DEJEUNER-DEBAT du 15 mai 1997


DES SUPERSTITIONS ET DE LA REALITE DANS LES DEBATS SUR LE NUCLEAIRE
Exposé de Georges Charpak, prix Nobel de physique

En conclusion vous trouverez ci-aprés une recension sur le livre de G Charpak "Feux follets et champignons nucléaires"


Comment informer les gens sur la réalité de l'énergie nucléaire ? La question n'est pas seulement technique, elle aborde le domaine des peurs sociales et individuelles, elle s'attaque de front à des superstitions. On se souviendra toujours de l'énorme choc provoqué par Hiroshima et Nagasaki, des 40 années "d'équilibre par la terreur", puis de l'accident de Tchernobyl....Le livre de Georges Charpak et Richard L.Garwin, "Feux follets et champignons nucléaires" (O. Jacob) veut affirmer que le nucléaire fait aujourd'hui partie du patrimoine scientifique, il est le plus efficace et le moins dangereux des moyens pour produire l'énergie nécessaire à nos sociétés !

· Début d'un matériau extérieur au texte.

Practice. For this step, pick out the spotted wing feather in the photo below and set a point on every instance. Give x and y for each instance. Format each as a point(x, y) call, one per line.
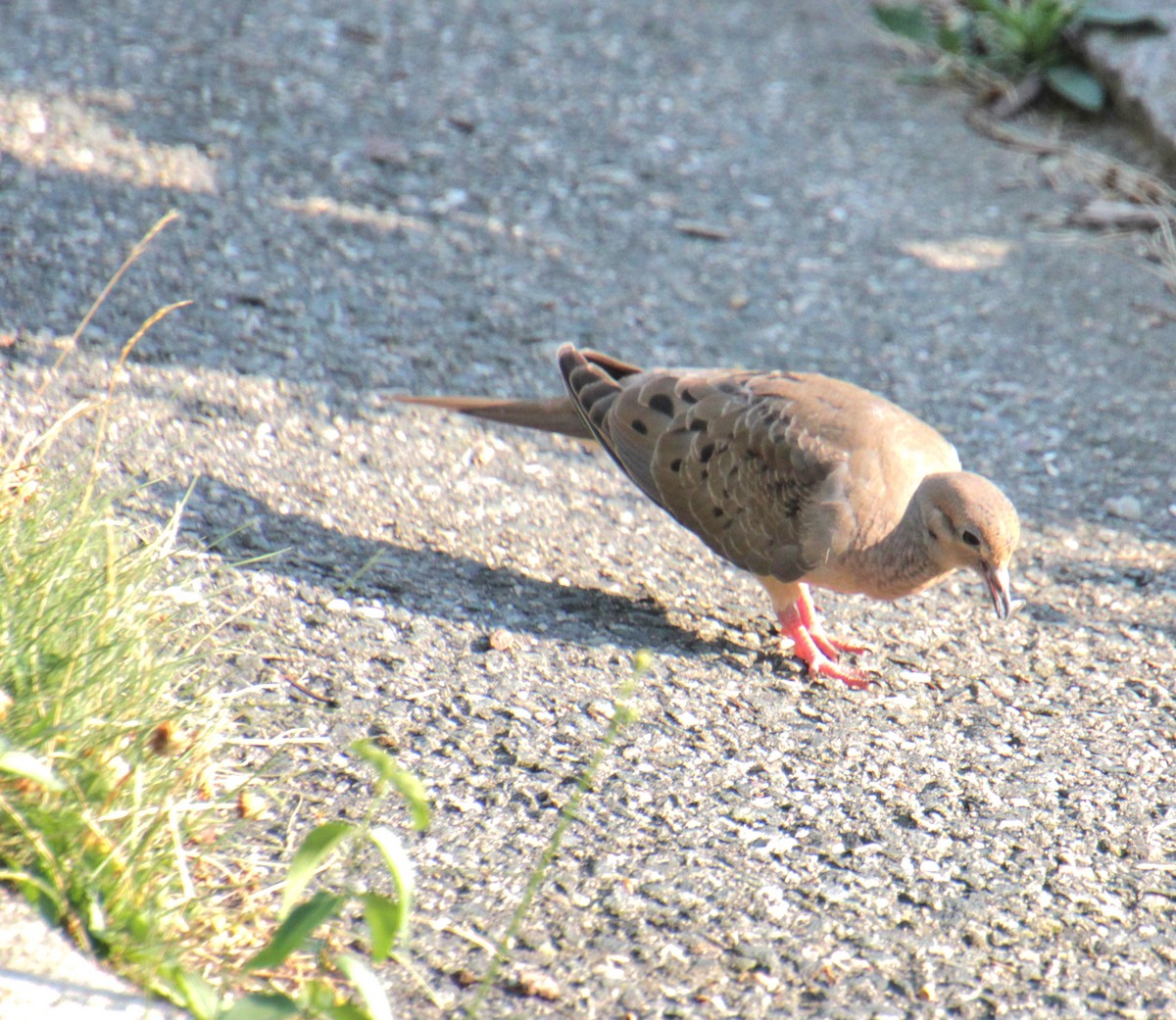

La guerre et ses séquelles.

La science nucléaire est le fleuron de l'intelligence scientifique E =Mc2 la plus simple de toutes les formules ouvre à la maîtrise de l'univers d'un geste élégant. Pourtant le savant est effrayé par la bêtise, les passions, les haines séculaires. "Je suis terrorisé par les armes nucléaires"! La détention de 45.000 têtes nucléaires par les Russes et de 30.000 par les Américains, "c'était idiot". 3000 têtes (voire 500 comme en France) auraient suffi ! Cette sottise est le résultat des intérêts de corps, de la suffisance des conseillers et l'activité inconsidérée de centaines de milliers de personnels...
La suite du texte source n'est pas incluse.